In recent years we have seen the Not for Proﬁt market close the gap slightly against the broader General Market. It’s important though, to appreciate how slight this reduction in distance is. In 2020 the overall average gap in median ﬁxed remuneration between the Not for Proﬁt Sector and the General Market decreased from 16.0% to 15.7%.
That said, the practice has continued at a slightly increased rate. Overall General Market movements over the past year have generally been around 1.0%; possibly due to being more sensitive to the impact of COVID-19. With an overall movement of the Not for Proﬁt Sector being 2.4%, there has been a minor `catch-up’ (albeit for mainly smaller-sized jobs). Speciﬁcally, the gap decreased from 15.7% to 15.1%.
When we look at projected increases over the next 12 months in the Not for Proﬁt Sector overall, the median projections are 2%. This is unchanged from last year’s projections. The upper quartile projections are at 3.0%, up on last year’s 2.6%. However, median forecasts for the General Market are 1.5%. If these forecasts are accurate, some more modest closing of the gap could continue.

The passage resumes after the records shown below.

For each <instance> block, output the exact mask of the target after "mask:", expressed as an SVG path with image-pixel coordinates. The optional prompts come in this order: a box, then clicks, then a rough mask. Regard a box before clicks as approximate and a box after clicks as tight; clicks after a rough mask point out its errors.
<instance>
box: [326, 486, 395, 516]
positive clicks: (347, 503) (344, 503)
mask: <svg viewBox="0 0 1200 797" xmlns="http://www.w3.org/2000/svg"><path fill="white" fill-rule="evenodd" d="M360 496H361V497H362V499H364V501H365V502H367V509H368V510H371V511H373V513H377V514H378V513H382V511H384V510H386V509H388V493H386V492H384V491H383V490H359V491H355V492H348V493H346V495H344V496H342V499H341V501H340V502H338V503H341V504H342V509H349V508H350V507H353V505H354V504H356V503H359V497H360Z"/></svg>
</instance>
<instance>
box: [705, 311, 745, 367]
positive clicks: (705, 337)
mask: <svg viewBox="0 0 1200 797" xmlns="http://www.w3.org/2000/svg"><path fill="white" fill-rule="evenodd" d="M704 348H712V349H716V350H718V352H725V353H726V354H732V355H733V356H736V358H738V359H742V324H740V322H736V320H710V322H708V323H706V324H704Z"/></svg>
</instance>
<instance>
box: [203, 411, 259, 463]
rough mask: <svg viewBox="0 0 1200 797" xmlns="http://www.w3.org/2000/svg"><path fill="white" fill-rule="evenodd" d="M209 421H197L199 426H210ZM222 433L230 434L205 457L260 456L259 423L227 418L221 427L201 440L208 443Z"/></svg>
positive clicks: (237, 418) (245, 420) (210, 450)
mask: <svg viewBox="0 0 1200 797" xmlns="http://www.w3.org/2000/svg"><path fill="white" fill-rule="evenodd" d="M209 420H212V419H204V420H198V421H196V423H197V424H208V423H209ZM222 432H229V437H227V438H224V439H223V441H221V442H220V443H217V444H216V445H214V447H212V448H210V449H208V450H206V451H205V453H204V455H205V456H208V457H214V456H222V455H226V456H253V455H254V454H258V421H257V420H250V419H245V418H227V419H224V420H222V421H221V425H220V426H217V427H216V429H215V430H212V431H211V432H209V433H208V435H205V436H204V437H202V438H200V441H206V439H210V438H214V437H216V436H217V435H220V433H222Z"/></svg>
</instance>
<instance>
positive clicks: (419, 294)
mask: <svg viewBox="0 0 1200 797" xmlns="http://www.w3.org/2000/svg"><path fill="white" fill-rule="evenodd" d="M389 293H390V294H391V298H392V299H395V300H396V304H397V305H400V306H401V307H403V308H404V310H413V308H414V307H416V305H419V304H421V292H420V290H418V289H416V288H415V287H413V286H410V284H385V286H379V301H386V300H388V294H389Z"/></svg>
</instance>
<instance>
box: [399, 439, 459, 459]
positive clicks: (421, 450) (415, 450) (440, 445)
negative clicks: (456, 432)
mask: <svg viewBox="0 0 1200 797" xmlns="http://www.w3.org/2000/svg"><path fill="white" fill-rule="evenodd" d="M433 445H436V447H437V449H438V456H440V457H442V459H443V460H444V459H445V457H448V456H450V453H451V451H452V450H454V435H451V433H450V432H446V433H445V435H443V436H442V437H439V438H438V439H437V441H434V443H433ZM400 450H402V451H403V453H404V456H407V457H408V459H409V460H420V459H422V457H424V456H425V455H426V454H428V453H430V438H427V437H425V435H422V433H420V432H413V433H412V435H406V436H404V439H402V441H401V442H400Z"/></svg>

None of this is to imply that the Not for Proﬁt Sector is having it easy. If COVID-19 aﬀects government funding, sponsors, fundraising and the users of the sector’s services, then it aﬀects the Not for Proﬁt Sector. Aﬀordability, too, has been stressed more highly this year than usual as an inﬂuence on pay increases. In 2020, 75% of organisations reported it as a consideration. This year, the ﬁgure is 85%. The percentage of organisations engaging volunteers for routine activities has jumped from 68% in 2020 to 80% in 2021. It is worth mentioning, too, that this year’s overall movement of 2.4% is down on last year’s 2.8%
While the comparative buoyancy in the sector’s remuneration movements cannot go unnoticed, the diﬀerence is essentially that; a comparative one. While the sector has seemingly not been impacted as much as others in terms of overall percentage movements, further analysis reveals a weighting towards only particular jobs. The sector’s challenges remain, and it still signiﬁcantly lags the broader market.